Purely bottom-up effects can seem to have a different social valence than top-down effects.
One example, as noted by David Massad, has to do with segregation in housing. Famously, the Schelling segregation model shows how segregation in housing could be the result of autonomous individual decisions by people with a small preference for being with others like themselves (homophily). But historically in the United States, one factor influencing segregation was redlining, a top-down legal process.
Today, there is no question that there is great inequality in society. But the mechanism behind that inequality is unknown (at least to me, in my current informal investigation of the topic). One explanation, no doubt overly simplified, would be to say that wealth distribution is just a disorganized heavy tail distribution.
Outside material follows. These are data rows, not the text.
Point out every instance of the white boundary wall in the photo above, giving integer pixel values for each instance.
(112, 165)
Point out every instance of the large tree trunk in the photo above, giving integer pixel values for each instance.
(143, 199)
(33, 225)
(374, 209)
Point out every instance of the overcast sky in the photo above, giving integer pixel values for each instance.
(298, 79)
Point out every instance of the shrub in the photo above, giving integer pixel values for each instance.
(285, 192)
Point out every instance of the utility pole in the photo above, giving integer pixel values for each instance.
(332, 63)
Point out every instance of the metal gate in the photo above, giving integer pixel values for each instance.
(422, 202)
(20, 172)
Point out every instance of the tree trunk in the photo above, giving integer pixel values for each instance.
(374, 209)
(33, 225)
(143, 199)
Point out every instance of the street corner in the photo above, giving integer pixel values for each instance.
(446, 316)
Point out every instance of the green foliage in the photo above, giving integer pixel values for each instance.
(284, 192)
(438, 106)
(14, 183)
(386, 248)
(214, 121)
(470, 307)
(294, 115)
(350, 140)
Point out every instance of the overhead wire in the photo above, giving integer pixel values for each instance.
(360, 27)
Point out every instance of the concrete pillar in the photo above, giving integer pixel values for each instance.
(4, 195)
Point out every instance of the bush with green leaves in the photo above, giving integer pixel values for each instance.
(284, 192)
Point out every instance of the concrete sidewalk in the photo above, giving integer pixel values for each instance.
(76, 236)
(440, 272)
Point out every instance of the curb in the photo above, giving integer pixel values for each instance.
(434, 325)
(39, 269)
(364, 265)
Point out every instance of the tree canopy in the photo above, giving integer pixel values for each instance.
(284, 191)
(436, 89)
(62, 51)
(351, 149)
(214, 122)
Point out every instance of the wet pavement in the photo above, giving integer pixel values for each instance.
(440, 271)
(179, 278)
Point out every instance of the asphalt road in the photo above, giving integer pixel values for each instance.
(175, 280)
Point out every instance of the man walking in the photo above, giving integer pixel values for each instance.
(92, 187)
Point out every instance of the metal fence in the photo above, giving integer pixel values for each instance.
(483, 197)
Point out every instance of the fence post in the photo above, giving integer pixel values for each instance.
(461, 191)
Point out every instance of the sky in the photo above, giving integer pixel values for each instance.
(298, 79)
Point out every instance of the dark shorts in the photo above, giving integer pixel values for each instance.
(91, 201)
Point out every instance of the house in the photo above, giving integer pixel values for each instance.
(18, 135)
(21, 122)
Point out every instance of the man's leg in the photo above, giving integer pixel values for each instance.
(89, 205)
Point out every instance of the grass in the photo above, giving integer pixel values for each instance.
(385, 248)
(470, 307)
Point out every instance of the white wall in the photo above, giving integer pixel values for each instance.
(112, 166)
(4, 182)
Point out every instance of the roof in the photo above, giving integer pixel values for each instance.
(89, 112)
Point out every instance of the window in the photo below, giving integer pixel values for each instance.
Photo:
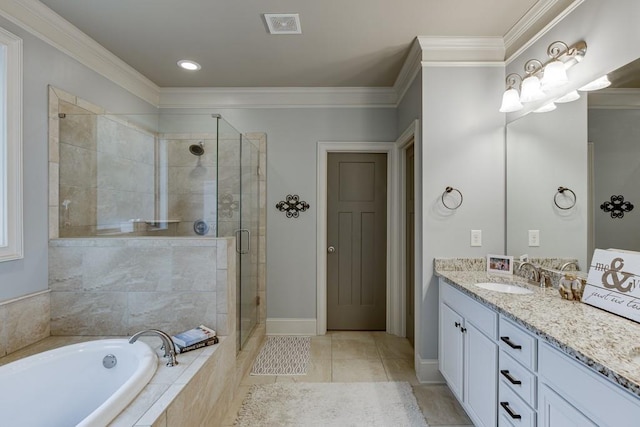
(10, 146)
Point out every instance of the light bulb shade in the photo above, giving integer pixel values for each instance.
(597, 84)
(555, 75)
(571, 96)
(546, 108)
(510, 101)
(531, 90)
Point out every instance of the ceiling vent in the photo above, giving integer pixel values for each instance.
(283, 23)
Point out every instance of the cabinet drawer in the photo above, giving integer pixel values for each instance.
(604, 403)
(518, 378)
(485, 319)
(513, 409)
(517, 343)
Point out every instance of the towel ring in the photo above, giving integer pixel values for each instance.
(447, 191)
(561, 190)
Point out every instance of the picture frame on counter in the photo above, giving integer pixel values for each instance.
(499, 264)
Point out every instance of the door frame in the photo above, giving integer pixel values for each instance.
(395, 221)
(324, 148)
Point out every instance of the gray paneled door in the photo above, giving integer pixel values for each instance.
(410, 241)
(357, 241)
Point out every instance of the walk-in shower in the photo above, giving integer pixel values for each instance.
(163, 175)
(197, 149)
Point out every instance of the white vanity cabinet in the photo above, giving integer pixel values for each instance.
(468, 353)
(572, 394)
(505, 375)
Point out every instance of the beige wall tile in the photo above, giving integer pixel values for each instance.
(89, 313)
(27, 321)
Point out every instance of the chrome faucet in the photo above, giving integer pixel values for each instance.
(545, 279)
(567, 264)
(167, 343)
(534, 268)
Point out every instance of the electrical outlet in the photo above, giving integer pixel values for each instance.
(534, 237)
(476, 237)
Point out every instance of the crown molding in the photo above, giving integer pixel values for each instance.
(50, 27)
(277, 97)
(529, 20)
(448, 52)
(465, 49)
(409, 70)
(614, 99)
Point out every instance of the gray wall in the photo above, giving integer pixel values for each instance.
(545, 151)
(614, 134)
(292, 136)
(462, 147)
(43, 65)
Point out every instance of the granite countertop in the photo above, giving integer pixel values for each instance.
(602, 341)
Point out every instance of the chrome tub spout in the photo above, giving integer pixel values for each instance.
(167, 343)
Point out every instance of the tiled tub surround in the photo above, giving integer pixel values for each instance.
(196, 392)
(23, 321)
(119, 286)
(602, 341)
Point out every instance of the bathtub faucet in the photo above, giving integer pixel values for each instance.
(167, 343)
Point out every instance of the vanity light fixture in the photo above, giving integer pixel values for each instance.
(599, 83)
(511, 97)
(542, 77)
(546, 108)
(570, 97)
(189, 65)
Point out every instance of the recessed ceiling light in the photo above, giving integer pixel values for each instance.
(189, 65)
(283, 23)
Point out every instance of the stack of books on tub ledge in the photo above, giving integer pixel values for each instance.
(194, 338)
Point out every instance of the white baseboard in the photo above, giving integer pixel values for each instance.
(427, 371)
(288, 326)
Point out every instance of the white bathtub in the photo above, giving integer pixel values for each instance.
(69, 386)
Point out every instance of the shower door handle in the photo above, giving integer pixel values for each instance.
(239, 246)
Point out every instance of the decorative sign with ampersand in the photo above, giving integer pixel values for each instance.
(613, 283)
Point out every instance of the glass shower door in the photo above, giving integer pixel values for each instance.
(237, 216)
(248, 237)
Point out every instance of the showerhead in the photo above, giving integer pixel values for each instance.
(197, 149)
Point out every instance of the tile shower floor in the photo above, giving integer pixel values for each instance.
(365, 357)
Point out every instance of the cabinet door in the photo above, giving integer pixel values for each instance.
(480, 376)
(451, 342)
(554, 411)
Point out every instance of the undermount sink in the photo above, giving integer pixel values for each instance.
(503, 287)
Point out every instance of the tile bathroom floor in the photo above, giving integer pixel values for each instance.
(366, 357)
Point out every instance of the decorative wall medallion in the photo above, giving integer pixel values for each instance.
(617, 206)
(292, 206)
(227, 206)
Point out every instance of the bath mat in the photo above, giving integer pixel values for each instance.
(380, 404)
(283, 355)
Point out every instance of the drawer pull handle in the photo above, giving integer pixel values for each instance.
(510, 344)
(512, 414)
(508, 376)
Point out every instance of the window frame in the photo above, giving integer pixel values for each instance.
(11, 245)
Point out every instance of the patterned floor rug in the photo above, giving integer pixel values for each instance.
(381, 404)
(283, 355)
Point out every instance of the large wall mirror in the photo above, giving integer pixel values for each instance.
(590, 146)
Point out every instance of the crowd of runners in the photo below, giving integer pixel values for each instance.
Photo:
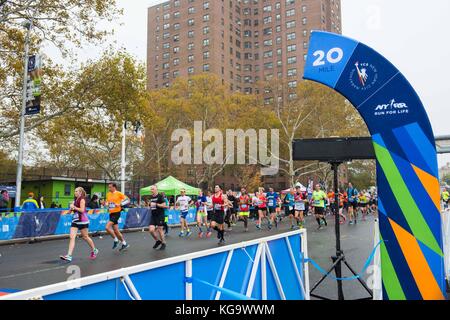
(218, 211)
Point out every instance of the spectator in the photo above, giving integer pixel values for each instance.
(94, 203)
(41, 202)
(30, 204)
(4, 199)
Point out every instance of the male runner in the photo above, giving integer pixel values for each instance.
(318, 202)
(244, 207)
(220, 202)
(352, 195)
(157, 206)
(202, 216)
(299, 207)
(262, 209)
(114, 201)
(272, 202)
(184, 202)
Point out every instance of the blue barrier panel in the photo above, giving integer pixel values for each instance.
(37, 224)
(239, 272)
(8, 227)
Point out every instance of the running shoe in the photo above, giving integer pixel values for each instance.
(94, 254)
(66, 258)
(157, 244)
(124, 247)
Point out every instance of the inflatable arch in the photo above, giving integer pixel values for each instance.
(412, 259)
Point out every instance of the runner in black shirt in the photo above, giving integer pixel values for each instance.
(157, 206)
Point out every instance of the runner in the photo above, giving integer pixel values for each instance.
(445, 197)
(289, 202)
(318, 202)
(262, 209)
(184, 202)
(157, 206)
(230, 211)
(363, 203)
(114, 201)
(202, 216)
(166, 214)
(244, 207)
(341, 207)
(220, 202)
(272, 202)
(299, 207)
(209, 212)
(352, 194)
(80, 221)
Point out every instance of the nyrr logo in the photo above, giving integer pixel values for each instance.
(391, 108)
(364, 76)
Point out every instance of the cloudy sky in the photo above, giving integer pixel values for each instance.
(413, 34)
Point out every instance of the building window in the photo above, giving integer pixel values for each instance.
(290, 24)
(292, 48)
(292, 60)
(290, 13)
(67, 189)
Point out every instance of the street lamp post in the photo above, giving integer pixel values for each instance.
(28, 25)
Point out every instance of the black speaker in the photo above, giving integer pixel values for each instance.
(333, 149)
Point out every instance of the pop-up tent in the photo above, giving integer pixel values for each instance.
(171, 187)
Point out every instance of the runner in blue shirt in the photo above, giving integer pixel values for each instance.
(272, 199)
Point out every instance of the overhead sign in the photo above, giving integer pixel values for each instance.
(407, 171)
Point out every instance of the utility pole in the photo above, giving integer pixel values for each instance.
(123, 160)
(28, 25)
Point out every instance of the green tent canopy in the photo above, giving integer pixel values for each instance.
(171, 187)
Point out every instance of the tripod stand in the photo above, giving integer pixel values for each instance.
(339, 259)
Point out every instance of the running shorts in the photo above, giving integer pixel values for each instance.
(157, 220)
(319, 210)
(80, 226)
(218, 217)
(114, 218)
(184, 214)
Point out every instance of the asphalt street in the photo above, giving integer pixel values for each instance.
(26, 266)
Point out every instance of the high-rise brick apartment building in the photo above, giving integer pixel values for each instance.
(243, 42)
A more specific account from Piketty would frame the problem as an organized heavy tail distribution based on the feedback effect of the relative difference in rate of return on capital versus labor. Naidu would argue that this difference in the rate of return is due to political agency on the part of capitalists, which would imply a downward causation mechanism from capitalist class interest to individual wealth distributions.
The key thing to note here is that the mere fact of inequality does not give us a lot to distinguish empirically between these competing hypotheses.
It is possible that the specific distribution (i.e cumulative density function) of inequality can shed light on which, if any, of these hypotheses hold. To work this out, we would need to come up with a likelihood function for the probability of the wealth distributions occurring under each hypothesis. Likely the result would be subtle: the difference in the likelihood functions would be about not that but how much inequality results, and whether and in what ways the wealth distribution is stratified.
Of course, another approach would be to collect other data besides the wealth distribution that bears on the problem. But what would that be? The legal record of the tax code, perhaps. But this does not straightforwardly solve our problem. Whatever the laws are and however they have changed, we cannot be sure of their effect on economic outcomes without testing them somehow against the empirical distribution again.
Another challenge to teasing these hypotheses apart is that they are not entirely distinct from each other. A disorganized heavy tail distribution posits a large number of contributing factors. Difference in rate of return on capital may be one important factor. But is it everything? Need it be everything to be an important social scientific theory?
A principled way of going about the problem would be to regress the total distribution against a number of potential factors, including capital returns and income and whatever other factors come to mind. This is the approach naturally taken in data science and machine learning. The result would be the identification of a vector of coefficients that would indicate the relative importance of different factors on total wealth.
Suppose there are 20 such factors, any one of which can be removed with minimal impact on the overall outcome. What then?